@aws-mdaa/datascience-team

v1.4.0

Published

a month ago

MDAA datascience-team module

0High
0Medium
0Low

Data Science Team

The Data Science Team CDK App is used to deploy stacks and resources which support Data Science team activities within an AWS account.

Deployed Resources and Compliance Details

data-science-team

Team Mini Lake and KMS KEY - An S3-based mini data lake which the team can use as a persistence layer for their activities. Deployed using the Datalake KMS and Buckets L3 Construct.

Access granted to team execution role, data admin roles, and team user roles

Team Athena Workgroup and Results Bucket - An Athena Workgroup for use by the team. Deployed using the Athena Workgroup L3 Construct.

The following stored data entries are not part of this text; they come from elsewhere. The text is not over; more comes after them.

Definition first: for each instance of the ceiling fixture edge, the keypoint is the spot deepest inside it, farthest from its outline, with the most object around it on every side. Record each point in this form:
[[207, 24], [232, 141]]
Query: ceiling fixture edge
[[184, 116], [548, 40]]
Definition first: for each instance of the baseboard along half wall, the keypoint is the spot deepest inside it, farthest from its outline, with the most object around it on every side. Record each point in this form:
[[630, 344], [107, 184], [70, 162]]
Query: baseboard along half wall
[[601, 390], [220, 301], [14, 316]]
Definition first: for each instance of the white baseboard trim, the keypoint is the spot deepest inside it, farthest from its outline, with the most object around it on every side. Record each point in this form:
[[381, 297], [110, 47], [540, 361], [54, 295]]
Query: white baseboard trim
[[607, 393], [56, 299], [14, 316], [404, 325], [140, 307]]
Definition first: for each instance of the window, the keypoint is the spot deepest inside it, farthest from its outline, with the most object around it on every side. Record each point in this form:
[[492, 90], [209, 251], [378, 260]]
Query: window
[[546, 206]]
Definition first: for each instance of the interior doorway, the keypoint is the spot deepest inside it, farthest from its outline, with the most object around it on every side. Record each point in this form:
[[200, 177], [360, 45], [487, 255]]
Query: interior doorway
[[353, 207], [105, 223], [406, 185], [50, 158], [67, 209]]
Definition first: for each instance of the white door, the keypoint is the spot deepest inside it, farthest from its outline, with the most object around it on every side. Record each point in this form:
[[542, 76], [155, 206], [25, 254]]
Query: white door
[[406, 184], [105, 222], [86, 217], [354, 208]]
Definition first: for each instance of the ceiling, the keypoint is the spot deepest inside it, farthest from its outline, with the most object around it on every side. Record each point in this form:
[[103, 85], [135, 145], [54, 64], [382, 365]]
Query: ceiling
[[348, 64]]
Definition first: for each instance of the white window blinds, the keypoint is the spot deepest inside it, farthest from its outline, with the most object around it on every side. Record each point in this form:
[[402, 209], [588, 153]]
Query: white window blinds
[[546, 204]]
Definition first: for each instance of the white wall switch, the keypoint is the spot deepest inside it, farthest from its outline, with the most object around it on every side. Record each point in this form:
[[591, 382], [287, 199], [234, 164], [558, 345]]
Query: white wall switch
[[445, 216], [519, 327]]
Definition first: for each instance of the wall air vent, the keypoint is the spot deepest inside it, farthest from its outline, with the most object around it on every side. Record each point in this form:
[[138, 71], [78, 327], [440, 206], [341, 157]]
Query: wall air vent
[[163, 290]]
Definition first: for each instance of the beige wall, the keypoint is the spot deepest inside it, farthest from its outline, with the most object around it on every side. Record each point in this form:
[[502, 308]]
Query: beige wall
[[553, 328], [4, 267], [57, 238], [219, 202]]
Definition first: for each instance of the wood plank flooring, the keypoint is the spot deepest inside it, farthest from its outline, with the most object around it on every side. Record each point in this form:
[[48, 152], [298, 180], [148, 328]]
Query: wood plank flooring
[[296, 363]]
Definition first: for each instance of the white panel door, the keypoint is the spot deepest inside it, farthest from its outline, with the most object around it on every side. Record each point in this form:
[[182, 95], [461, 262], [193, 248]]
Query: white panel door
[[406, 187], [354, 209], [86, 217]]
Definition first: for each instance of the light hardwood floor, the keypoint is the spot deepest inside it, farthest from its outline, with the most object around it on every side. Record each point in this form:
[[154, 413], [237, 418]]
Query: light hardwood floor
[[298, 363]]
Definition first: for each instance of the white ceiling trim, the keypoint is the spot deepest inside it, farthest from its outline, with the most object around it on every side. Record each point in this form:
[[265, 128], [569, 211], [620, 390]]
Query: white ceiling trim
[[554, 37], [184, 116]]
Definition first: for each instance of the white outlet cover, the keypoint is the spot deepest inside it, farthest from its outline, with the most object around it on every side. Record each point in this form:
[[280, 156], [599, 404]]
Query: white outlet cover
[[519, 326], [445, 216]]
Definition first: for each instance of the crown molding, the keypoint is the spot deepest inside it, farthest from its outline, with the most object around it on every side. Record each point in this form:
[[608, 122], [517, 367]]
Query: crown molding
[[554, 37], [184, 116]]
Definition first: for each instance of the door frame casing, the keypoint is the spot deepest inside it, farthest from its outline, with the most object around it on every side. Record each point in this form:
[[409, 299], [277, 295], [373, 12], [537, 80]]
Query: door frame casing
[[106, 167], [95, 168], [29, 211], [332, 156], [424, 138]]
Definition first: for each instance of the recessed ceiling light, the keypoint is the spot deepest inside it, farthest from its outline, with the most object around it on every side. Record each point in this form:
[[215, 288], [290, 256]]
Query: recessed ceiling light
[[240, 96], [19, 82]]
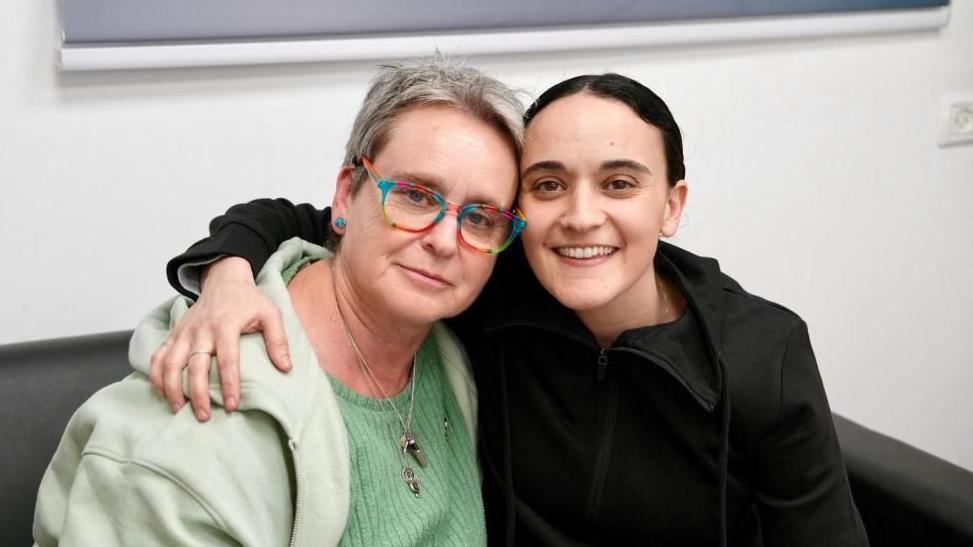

Results bucket encrypted using Team KMS Key (from Team MiniLake)
Results bucket access limited to team execution role, team user roles, and data admin roles (via bucket policy)
Workgroup access granted to team execution role, and mutable team user roles via IAM managed policy
- Immutable team user roles (such as IAM Identity Center SSO Roles) will need to be manually bound to this IAM managed policy (IE via permission set Managed Policy binding), or otherwise have the permissions manually provided outside of MDAA (such as via SSO permission set inline policy)

SageMaker Studio Domain and User Profiles - SageMaker Studio Domain configured to use the Team Execution Role, with optional user-specific User Profiles. Deployed using the Studio Domain L3 Construct.

Encrypted using Team KMS Key (from Team MiniLake)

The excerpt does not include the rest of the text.